Il poeta aveva recuperato da Umberto Saba
una semplicità di linguaggio che tuttavia non impediva letture
approfondite del testo; una limpidezza stilistica comprensibile ai
più. Nel contempo, in parallelo a Cergoly, Fölkel utilizzò innesti
linguistici tedeschi, sloveni ed ebrei ritornando al plurilinguismo
triestino.
Fölkel
inoltre nelle sue opere mescola solitamente due elementi che, in
apparenza distinti, in realtà risultano strettamente intrecciati. Da
un lato c'è il Fölkel che si interessa di sociologia, di storia, di
attualità; che agli stilismi fini a sé stessi preferisce la
costruzione di una storia di Trieste documentata e forte di ricerche
sul campo; a cui affianca lo studio sugli ebrei; e sugli ebrei
all'interno dell'impero asburgico, quando era stata loro offerta la
possibilità di una crescita culturale e religiosa drammaticamente
interrotta dal conflitto mondiale. Fölkel ha inoltre un rapporto odi
et amo con Trieste; come scrive in
Monàde è
la città "Che amare è
impossibile/ e odiare anche".
Dall'altro,
tuttavia, accanto all'elemento storico il poeta continua a riflettere
ed elaborare un'identità personale sofferta che fatica a trovare una
collocazione. Non solo storica o sociale, quanto religiosa: Fölkel
si definisce infatti un ebreo "non credente".

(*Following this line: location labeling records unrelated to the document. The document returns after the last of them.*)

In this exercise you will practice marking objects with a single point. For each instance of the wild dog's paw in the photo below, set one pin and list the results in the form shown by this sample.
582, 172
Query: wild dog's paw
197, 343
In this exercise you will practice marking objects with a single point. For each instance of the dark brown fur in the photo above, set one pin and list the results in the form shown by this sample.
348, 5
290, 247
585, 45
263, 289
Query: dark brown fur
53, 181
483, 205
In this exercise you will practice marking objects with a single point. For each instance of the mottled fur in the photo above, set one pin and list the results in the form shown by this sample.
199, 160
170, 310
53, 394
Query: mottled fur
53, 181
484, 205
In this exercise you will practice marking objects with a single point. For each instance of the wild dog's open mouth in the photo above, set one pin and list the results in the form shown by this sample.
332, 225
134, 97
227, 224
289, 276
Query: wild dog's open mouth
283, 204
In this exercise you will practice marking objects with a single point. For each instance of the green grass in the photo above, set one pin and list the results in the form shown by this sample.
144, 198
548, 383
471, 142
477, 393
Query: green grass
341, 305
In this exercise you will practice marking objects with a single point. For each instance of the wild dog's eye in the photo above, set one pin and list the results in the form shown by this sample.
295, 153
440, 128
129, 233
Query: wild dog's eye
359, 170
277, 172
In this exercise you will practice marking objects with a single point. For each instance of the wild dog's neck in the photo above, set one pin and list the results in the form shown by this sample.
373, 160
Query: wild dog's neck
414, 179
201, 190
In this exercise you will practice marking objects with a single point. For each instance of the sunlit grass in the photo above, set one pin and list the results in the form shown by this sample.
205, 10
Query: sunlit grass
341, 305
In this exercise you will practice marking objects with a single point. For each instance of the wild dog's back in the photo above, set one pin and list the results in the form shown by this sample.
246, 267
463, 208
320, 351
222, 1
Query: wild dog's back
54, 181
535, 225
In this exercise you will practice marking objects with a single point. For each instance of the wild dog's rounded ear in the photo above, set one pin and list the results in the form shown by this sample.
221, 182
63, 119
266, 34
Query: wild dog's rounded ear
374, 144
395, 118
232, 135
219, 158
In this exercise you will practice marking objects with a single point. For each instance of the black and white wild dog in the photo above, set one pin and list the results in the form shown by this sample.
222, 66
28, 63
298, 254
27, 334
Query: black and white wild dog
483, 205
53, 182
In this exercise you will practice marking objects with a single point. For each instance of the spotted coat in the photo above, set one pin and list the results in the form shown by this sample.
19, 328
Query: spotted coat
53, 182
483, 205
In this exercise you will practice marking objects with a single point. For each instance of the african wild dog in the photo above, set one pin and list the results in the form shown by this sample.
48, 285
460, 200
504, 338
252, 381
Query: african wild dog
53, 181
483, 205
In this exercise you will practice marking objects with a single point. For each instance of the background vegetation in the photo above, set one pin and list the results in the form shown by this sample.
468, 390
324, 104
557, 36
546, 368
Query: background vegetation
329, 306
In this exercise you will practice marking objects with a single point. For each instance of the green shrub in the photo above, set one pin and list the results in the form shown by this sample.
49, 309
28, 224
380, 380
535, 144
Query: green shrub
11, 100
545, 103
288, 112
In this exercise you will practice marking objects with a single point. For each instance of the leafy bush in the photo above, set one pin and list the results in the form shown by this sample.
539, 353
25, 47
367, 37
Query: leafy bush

Le incertezze, le ritrosie, i dubbi però non
impediscono al poeta un'orgogliosa rivendicazione, soprattutto
linguistica: "Italiano - lingua
per me meticcia - poiché penso in tedesco, ungherese, ebraico,
inglese. Anche in triestino. Forse per molti è un orizzonte
mediocre; per me è sempre ancora vita".
Ci
piace concludere questo piccolo omaggio a Fölkel con l'augurio che
lanciò per la città, dalle pagine di "Ultimo epilogo":
"Sessant'anni
per sorgere. cento per fiorire. Altri sessanta per decadere. Non oggi
risorgerà. Non domani. Trieste riprenderà la sua funzione di
amalgama quando il volto non avrà più bisogno d'esser rifatto.
Quando avrà certificato funzione e identità. Dignità
nell'identità. Finite le nazionalità e i nazionalismi, non le
Nazioni".
Bibliografia:
- Renate Lunzer, Irredenti
redenti. Intellettuali giuliani del ‘900,
Trieste, Lint editoriale, 2009.
- "Testimone
dello scacco e del tramonto". Fery
(Ferruccio) Fölkel. 1921 - 2002,
mostra documentaria, 13 dicembre 2012 - 2 febbraio 2013.